AMD’s initial ‘CTM’ programming interface for GPUs was extremely low level and exposed most hardware details. When OpenCL was first being discussed, it became clear that AMD would ultimately deprecate their CTM efforts and use the existing work to enable their two APIs of choice. As a result, AMD still offers programmers a high degree of visibility and control over the hardware, even though the proprietary CAL initiative is long gone and OpenCL and DirectCompute are higher level.
AMD is primarily focused on graphics applications, which are responsible for the overwhelming majority of GPU sales. As a result of this emphasis, and AMD’s architecture choices, their GPUs are in the middle of the programmability spectrum. They are not as easily programmable as Nvidia’s GPUs, but clearly are ahead of Intel’s GPU efforts. There is an inherent trade-off between performance and programmability for any device – CPU or GPU. Within the realm of GPUs, AMD simply chose a different balancing point compared to other GPUs.
AMD’s programming model hews very closely to OpenCL, which provides a convenient starting point for terminology. The instruction set architecture of AMD’s GPUs is fundamentally a Very Long Instruction Word (VLIW) approach, packing multiple instructions that can execute in parallel into a VLIW. The very nature of VLIW means that the microarchitecture is explicitly exposed to the compiler and the programmer. A kernel’s instruction stream may be arbitrarily long, but it will be compiled into control flow instructions and a number of finite length (and relatively short) clauses. Instructions in a kernel are not freely commingled and clauses may only contain a single type of instruction. Control flow instructions initiate clauses, write data back to a buffer or memory and control branching, looping, subroutines and general program flow. The five principal types of clauses are texture fetch, vertex fetch, memory load, memory export and ALU. The first four types are respectively limited to 8, 16, 16 and 1 instruction, while the ALU clauses can have up to 128 VLIW bundles. The texture and vertex fetching are used primarily for graphics, while the latter three are used for general purpose workloads. Clauses are always executed to completion and cannot be interrupted.

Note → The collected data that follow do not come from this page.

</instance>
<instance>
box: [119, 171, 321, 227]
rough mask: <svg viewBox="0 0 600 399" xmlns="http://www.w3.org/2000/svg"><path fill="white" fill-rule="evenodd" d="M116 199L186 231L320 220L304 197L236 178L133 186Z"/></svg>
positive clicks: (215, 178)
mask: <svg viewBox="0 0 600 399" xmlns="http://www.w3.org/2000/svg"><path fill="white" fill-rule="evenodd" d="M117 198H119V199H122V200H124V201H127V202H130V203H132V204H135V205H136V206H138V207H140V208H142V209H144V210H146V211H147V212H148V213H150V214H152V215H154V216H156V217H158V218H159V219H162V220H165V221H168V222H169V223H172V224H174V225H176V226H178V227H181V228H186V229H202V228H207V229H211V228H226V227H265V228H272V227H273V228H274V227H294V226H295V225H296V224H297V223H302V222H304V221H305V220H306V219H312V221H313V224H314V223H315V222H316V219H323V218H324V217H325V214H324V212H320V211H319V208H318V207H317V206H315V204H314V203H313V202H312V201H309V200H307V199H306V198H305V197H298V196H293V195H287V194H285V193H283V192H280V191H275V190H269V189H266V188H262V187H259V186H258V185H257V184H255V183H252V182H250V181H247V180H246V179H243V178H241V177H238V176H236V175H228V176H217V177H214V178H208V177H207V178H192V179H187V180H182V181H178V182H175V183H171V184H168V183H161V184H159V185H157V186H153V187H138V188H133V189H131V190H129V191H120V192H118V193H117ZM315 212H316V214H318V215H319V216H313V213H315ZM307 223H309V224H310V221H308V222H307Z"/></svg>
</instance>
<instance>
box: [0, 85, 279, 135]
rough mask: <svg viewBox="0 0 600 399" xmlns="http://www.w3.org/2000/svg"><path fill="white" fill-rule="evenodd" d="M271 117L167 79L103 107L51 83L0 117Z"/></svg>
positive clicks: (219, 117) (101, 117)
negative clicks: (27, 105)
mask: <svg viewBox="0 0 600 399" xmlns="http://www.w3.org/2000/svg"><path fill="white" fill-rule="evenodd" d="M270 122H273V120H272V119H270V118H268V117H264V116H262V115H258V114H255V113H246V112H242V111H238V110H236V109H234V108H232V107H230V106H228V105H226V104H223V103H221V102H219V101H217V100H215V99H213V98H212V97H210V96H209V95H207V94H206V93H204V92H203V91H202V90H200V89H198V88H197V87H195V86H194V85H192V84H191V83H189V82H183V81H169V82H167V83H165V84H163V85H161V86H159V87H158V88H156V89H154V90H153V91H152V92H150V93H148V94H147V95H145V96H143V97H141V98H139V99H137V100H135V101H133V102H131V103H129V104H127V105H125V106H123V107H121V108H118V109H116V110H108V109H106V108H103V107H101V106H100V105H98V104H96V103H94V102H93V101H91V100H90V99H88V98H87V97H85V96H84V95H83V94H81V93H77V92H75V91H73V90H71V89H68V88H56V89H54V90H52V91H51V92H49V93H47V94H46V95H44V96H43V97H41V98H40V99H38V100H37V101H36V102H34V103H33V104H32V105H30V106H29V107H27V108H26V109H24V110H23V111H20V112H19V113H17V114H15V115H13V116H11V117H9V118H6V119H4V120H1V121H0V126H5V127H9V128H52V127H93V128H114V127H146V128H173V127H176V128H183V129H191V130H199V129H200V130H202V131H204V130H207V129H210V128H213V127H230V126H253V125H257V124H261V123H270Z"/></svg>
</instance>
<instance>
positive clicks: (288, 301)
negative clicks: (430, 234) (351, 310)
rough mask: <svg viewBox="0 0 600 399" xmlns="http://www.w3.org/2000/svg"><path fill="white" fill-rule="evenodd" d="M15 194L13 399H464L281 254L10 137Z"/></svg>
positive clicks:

The data stream of a kernel is architecturally defined as a number of work-groups. OpenCL limits work-groups to 1024 work-items or less. For efficiency reasons, AMD only supports work-groups with 1-256 work-items; 64 or 256 are the most common. However, the GPU executes work-groups using wavefronts, an intermediate microarchitectural grouping that is both a data and control flow construct. For current AMD GPUs, a wavefront is defined to be 64 work-items wide (data flow) and 1 instruction or VLIW bundle deep (control flow). Thus a work-group typically corresponds to 1 or 4 wavefronts.